The Los Angeles County Hall of Records, which survived a 1910 bombing attempt, as it appeared during the realignment of Spring Street in 1929.
In the months leading up to the bombing of the Los Angeles Times by union agitators on Oct. 1, 1910, the city had endured several overlapping strikes. The first one was against local breweries, which began on May 19, 1910, and was followed by another against local foundries and ironworks on June 1.
Famous for its support of the open shop, The Times staunchly focused on companies’ efforts to continue operations rather than on labor’s demands, so there is far more information about employers than about what was being sought by unions.

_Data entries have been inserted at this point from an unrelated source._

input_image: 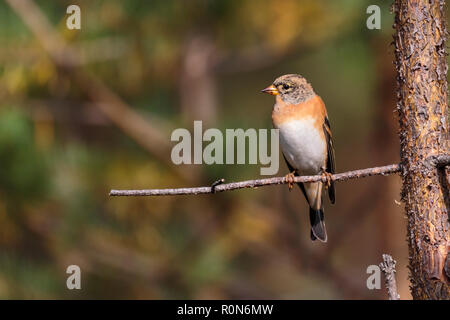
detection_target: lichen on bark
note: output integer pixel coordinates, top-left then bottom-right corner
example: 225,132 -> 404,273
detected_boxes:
394,0 -> 450,299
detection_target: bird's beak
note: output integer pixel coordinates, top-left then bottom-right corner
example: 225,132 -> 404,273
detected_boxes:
261,84 -> 280,96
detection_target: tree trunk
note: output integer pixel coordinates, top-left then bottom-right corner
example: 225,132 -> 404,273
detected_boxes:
394,0 -> 450,299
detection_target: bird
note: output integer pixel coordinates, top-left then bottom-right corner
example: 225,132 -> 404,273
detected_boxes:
262,74 -> 335,242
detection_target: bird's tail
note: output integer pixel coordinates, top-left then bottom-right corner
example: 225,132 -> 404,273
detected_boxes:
309,207 -> 327,242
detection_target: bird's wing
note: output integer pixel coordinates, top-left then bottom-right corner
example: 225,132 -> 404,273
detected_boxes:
323,116 -> 336,203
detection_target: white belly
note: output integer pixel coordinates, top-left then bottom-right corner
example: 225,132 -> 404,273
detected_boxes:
278,118 -> 326,174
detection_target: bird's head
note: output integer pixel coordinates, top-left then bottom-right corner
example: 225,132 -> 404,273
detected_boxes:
262,74 -> 316,104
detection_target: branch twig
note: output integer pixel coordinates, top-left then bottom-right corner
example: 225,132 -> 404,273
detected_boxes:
380,254 -> 400,300
109,164 -> 400,196
109,154 -> 450,197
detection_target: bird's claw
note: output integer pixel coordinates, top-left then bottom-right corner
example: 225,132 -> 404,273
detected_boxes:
284,172 -> 295,191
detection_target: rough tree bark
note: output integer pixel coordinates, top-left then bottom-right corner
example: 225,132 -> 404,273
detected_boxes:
394,0 -> 450,299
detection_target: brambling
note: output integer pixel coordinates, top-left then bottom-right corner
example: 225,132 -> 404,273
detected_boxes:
262,74 -> 335,242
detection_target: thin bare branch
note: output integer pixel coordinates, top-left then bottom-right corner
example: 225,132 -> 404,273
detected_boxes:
109,164 -> 400,196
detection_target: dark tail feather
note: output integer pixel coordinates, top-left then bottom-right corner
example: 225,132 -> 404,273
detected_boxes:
309,208 -> 327,242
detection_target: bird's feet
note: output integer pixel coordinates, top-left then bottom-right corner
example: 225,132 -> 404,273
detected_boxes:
322,168 -> 333,189
284,171 -> 295,191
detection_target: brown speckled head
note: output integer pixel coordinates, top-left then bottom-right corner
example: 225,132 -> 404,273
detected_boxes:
273,74 -> 316,104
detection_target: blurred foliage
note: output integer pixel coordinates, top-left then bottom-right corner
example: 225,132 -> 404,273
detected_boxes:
0,0 -> 448,299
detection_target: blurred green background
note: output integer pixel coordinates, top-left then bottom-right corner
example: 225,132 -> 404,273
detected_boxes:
0,0 -> 448,299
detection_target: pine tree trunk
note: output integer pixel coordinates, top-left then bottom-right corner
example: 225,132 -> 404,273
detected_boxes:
394,0 -> 450,299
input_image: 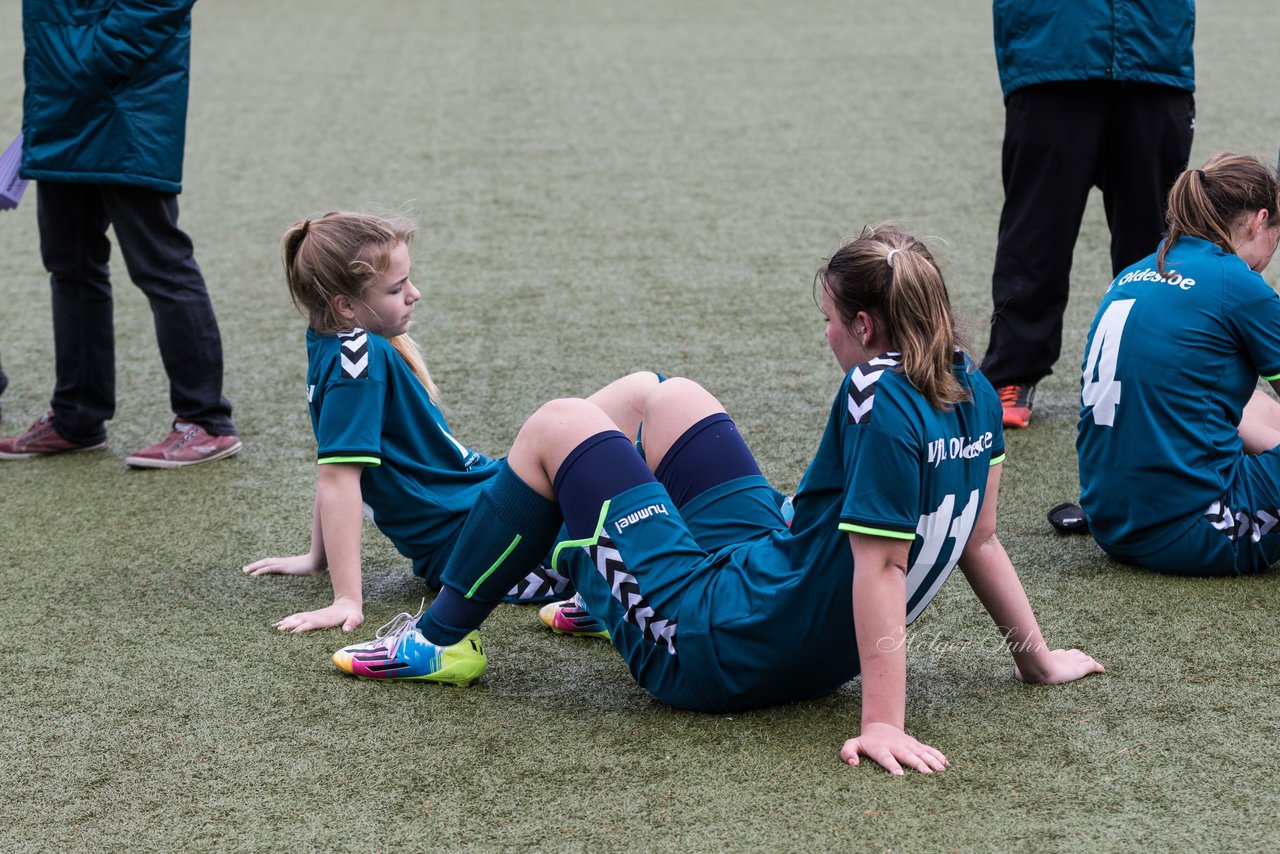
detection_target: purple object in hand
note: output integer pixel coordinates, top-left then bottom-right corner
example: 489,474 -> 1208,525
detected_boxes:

The Times reported May 20, 1910: "The bottlers are asking $2 [$45.48 USD 2009] a man a week," said Secretary Kraemer of the Southern California Brewers' and Bottlers' Assn. "They are now getting $17 to $18 [$386.56- $409.30] a week as against $12 and $13 [$272.87-$295.60] a week in Eastern breweries. The drivers demand a raise of $3 [$68.22] a week. They are receiving $18 to $20 a week, and the scale in Eastern breweries is $16 to $18 [$363.82-$409.30] a week."
A June 2, 1910, story said that metalworkers wanted a minimum of $4 [$90.96 USD 2009] a day, an eight-hour day and double pay for working holidays. The average wage was 37 1/2 cents [$8.53] an hour and most employees worked a nine-hour day.
The Times seems to have been premature in declaring the brewery strike over, although the strike seems to have dissipated in about a month. The strike against the foundries and metal shops was fought with far more determination, and on Sept. 10, 1910, The Times reported a plot to dynamite the Hall of Records, which was then under construction, because it was being built with non-union steel.